Helmut10001 · on April 3, 2023

I checked most solutions and I am sticking with plain old SQL in triple-qoutes in jupyter, e.g. [1]. I don't need auto-completion in SQL and I don't really need syntax highlighting. It's also very nice to have the combination of f-strings/variables substitution and SQL. Yet, my SQL needs are very basic.

[1]: https://kartographie.geo.tu-dresden.de/ad/wip/ephemeral_even...

__mharrison__ · on April 3, 2023

You should check out https://ponder.io .

It is created by the folks who made Mondin (a scale out version of Pandas with API compatibility as a goal). Can use dask or ray as a backend.

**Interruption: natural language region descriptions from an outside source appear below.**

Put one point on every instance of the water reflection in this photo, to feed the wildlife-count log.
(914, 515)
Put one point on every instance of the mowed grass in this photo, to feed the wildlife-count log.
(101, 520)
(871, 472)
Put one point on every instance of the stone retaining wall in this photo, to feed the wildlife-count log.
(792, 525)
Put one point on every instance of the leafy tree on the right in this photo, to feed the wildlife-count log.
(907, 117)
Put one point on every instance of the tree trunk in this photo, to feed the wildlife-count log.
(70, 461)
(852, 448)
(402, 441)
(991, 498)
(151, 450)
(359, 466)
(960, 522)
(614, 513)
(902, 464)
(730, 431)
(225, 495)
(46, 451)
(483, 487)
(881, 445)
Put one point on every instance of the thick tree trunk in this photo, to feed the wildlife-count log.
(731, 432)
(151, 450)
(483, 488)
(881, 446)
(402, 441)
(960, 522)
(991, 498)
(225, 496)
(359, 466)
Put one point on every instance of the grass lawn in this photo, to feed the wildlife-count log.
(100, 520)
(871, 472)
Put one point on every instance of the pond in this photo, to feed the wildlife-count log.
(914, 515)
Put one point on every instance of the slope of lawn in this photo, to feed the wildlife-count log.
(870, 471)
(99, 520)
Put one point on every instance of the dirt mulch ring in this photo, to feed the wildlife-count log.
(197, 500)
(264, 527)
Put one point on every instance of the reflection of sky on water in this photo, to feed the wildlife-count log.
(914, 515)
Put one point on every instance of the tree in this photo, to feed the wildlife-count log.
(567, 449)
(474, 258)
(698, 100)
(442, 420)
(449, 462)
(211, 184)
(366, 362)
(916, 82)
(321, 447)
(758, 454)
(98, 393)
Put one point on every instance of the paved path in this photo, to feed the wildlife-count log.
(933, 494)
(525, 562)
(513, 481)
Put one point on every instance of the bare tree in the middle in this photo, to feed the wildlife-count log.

Ponder is the enterprise version that runs on Snowflake and BigQuery. Again, same goal, API compatibility with Pandas. You can scale out your Pandas workflow by changing the import and leaving the Pandas code.

(Full disclosure I'm an advisor.)

wswope · on April 3, 2023

As a fellow evangelist of the SQL + Pandas hybrid workflow, I’m a happy camper with Pandas’ built-in read_sql_query and to_sql.

Only big pain points are having to ship around boilerplate to construct SQLAlchemy create_engine URIs, and the performance limitations of SQLAlchemy’s inserts (if moving anything larger than a few gigs, it typically pays to ditch to_sql, and write a db-specific bulk insert process instead).